L'Allemagne?—Lorsque Richard Wagner, malgré l'hostilité de sa race, dont il est la vivante synthèse articulée, fut parvenu, à force de persévérance, à fonder à Bayreuth son Théâtre Idéal, et à y faire représenter, en quatre jours consécutifs, du 13 au 18 août 1876, devant un public enthousiaste, la Tétralogie de L'Anneau du Nibelung: «A présent,» put-il s'écrier, «à présent, Messieurs, vous avez Un Art!» (Jetzt, meine Herren, habt Ihr eine Kunst!) Paroles redoutables! Hautes paroles: non d'orgueil, pauvres mesquines âmes d'affreux Zoïles! mais d'ambition sublime et désintéressée pour son pays,—qui ne comprit guère: «Maintenant», dit-il encore, «c'est à vous à vouloir!» Ah! oui... Ses illusions furent de courte durée: «Il fut clair», notait-il quelques années plus tard, «que mon objet plus réel que personnel n'avait pas même encore été compris, et alors pas une seule branche de l'autorité gouvernementale, même en présence de cet heureux résultat, ne put être amenée à faire un effort pour obtenir ce qui avait été démontré ainsi être entièrement possible, pour l'amélioration de l'art national[135-1].» Et Wagner, qui souvent fut moins tendre pour nous, ajoutait avec amertume: «S'il était arrivé en France, à l'époque de la plus grande gloire nationale, que, dans un cas identique, un artiste, déjà dignement connu par ses œuvres, eut cherché à fonder une institution d'une haute importance nationale pour la conservation et l'encouragement de l'Art le plus noble des grands maîtres de sa race, et eût demandé le concours de ses compatriotes, dans un tel cas, il ne peut être mis en doute que l'État aurait mis tous ses soins à l'assister. En France, il y aurait eu au moins un tel degré de compréhension de son but, qu'on aurait vu clairement qu'il y avait là une chose destinée à provoquer une manifestation particulièrement caractéristique de la part des pouvoirs de la nation, et que l'heureuse réalisation de cette entreprise serait un grand honneur national[136-1].»

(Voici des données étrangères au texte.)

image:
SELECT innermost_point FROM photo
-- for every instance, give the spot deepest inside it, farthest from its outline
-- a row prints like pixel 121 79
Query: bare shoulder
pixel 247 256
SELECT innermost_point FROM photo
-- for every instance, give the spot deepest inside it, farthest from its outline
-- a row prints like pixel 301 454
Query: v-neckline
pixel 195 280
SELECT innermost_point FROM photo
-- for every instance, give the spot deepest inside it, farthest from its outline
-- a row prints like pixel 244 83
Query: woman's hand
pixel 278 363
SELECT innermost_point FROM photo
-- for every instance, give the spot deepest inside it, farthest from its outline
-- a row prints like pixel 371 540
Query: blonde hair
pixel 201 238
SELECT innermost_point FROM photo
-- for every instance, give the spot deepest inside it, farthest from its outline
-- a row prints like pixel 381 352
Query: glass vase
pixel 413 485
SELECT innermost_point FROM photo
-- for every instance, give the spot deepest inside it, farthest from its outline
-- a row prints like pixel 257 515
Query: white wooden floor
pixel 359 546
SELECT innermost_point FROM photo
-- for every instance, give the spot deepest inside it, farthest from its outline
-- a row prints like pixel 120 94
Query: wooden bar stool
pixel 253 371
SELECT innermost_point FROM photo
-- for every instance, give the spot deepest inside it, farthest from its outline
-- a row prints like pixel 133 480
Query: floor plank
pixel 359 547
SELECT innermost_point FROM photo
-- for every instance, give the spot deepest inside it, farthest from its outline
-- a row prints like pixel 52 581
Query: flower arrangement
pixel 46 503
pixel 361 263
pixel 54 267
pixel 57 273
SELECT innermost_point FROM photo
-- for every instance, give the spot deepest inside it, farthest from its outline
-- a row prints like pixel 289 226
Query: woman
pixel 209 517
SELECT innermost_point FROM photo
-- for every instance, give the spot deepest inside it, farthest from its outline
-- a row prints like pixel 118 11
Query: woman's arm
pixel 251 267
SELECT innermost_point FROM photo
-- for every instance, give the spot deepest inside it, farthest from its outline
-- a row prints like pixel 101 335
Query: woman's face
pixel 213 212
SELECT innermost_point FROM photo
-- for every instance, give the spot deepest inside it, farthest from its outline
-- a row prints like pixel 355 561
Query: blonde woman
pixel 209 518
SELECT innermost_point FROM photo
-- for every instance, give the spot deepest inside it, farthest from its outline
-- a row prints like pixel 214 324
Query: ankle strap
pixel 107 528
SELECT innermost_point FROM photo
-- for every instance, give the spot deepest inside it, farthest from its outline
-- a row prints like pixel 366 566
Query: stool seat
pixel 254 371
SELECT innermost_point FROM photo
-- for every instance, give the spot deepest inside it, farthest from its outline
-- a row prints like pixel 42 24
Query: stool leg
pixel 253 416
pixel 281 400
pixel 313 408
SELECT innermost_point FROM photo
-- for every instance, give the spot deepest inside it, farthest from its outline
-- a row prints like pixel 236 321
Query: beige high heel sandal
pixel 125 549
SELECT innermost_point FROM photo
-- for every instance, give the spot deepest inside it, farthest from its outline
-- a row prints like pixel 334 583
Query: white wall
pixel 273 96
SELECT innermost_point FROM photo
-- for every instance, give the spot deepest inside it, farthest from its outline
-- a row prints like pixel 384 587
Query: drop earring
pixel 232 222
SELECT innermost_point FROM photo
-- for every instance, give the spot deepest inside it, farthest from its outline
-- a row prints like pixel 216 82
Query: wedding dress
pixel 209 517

Hélas! nous avons de bonnes raisons d'être assurés, pour notre part, de l'indifférence des «pouvoirs» publics actuels de notre Patrie. Mais nous n'en avons pas de moins bonnes d'avoir confiance en la Nation: c'est à elle que s'appliquent ces paroles de Fénelon[136-2]: «Les naturels vifs sont capables de terribles égarements, les passions et la présomption les entraînent; mais aussi ils ont de grandes ressources et reviennent souvent de loin.» Et voici qui, du même, s'applique au Peuple Allemand: «Les naturels indolents échappent à toutes les sollicitations: ils ne sont jamais où ils doivent être, ils écoutent tout et ne sentent rien.» Aussi semble-t-il bien que Wagner, sur la fin de sa vie, ait désespéré: «A tout hasard, l'expérience d'une longue vie m'a appris, à mes dépens, que le plus sérieux soutien d'une cause si purement idéale ne peut pas être attendu du peuple en général tel qu'il existe aujourd'hui dans notre Allemagne unifiée. L'art allemand ne sera jamais placé dans une position de sécurité par l'acte volontaire de la nation allemande, mais il sera délivré par l'accident de quelque concours individuel isolé[136-3]» De même il écrivait, aux Bayreuther Blätter, en 1878: «L'esprit allemand serait-il donc mort? La foi seule empêche de le penser!»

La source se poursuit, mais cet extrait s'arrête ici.